Un relato de Route 1963
LEER TODO LO PUBLICADO ANTERIORMENTE. (Entregas 1 a 44).
Estábamos a más de cien
kilómetros de Valencia y sabíamos que nos buscaban policías secretos, guardias
civiles, guardias de asalto, carabineros y milicianos, es decir, miembros de
casi todas las unidades armadas de la República. Tenían nuestras descripciones
físicas y seguramente conocían también la matrícula de la moto que, aunque
falsa -al igual que nuestras documentaciones- ya no podía servirnos de
salvoconducto. Era probable, incluso, que ya estuvieran al tanto de nuestra
determinación de llegar a Valencia esa misma noche. Y frente a estos enemigos
tan diversos como poderosos, la única defensa de que disponíamos era una
pistola con solo cinco cartuchos y los buenos propósitos de Amparo Signes de
enviar un auto a tiempo de rescatarnos. Pero, ¿y si esos buenos propósitos de
aquella mujer se veían finalmente frustrados por causas o contratiempos ajenos
a su voluntad? ¿Y si aquel auto era interceptado por el camino y no llegaba
nunca en nuestro auxilio? Y si llegaba, ¿cómo podríamos saber que quien viniera
en él fuese de confianza y no un enemigo infiltrado?
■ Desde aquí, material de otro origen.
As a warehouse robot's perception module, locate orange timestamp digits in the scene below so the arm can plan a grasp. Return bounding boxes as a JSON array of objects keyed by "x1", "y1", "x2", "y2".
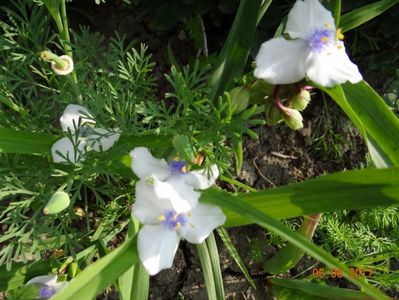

Por lo demás, los escasos e
improvisados detalles acerca de esta operación de rescate que le había
comunicado Amparo Signes a mi hermano en su última conversación telefónica,
resultaban muy inquietantes y parecían elementos más propios de una película de
intriga que de una realidad que pudiera materializarse al cabo de pocas horas.
Solo sabíamos que ella tenía importantes contactos, los cuales le habían
advertido de que nos estaban buscando y abundaban los controles de carretera,
razón por la cual no podríamos llegar a Valencia en la moto, y por eso nos
enviaba un auto. ¿Pero qué razones teníamos para suponer que en un auto
podríamos eludir esos controles? ¿De qué clase de garantías, protecciones o
salvoconductos dispondría ese auto que vendría a nuestro encuentro? Y si el
rescate se suponía seguro, ¿entonces por qué tanto misterio y sigilo, por qué
recogernos a escondidas, de noche y clandestinamente en el puente de Contreras,
por qué después de habernos hecho señas con sus faros cuatro veces?
Sin embargo, lo que más me
preocupaba era la condición expresa de que fuese a esperarnos solo dos minutos
después de la última señal de sus faros, transcurridos los cuales volvería de
regreso a Valencia, estuviésemos nosotros a bordo, o no. Solo habría una
oportunidad, y yo con las muletas no podría caminar todo lo deprisa que
seguramente exigirían las circunstancias en el momento de la aparición del
vehículo. ¿Tendría prevista mi hermano esta contingencia? Estaba convencido de
que él no tenía nada previsto, ni siquiera conocía el puerto de Contreras, ni
el puente, ni el terreno en donde debíamos escondernos a esperar el auto. Era
todo una quimera enorme, imposible, inalcanzable. La luz del atardecer se demoraba
lentamente en el cielo y nosotros seguíamos en peligro.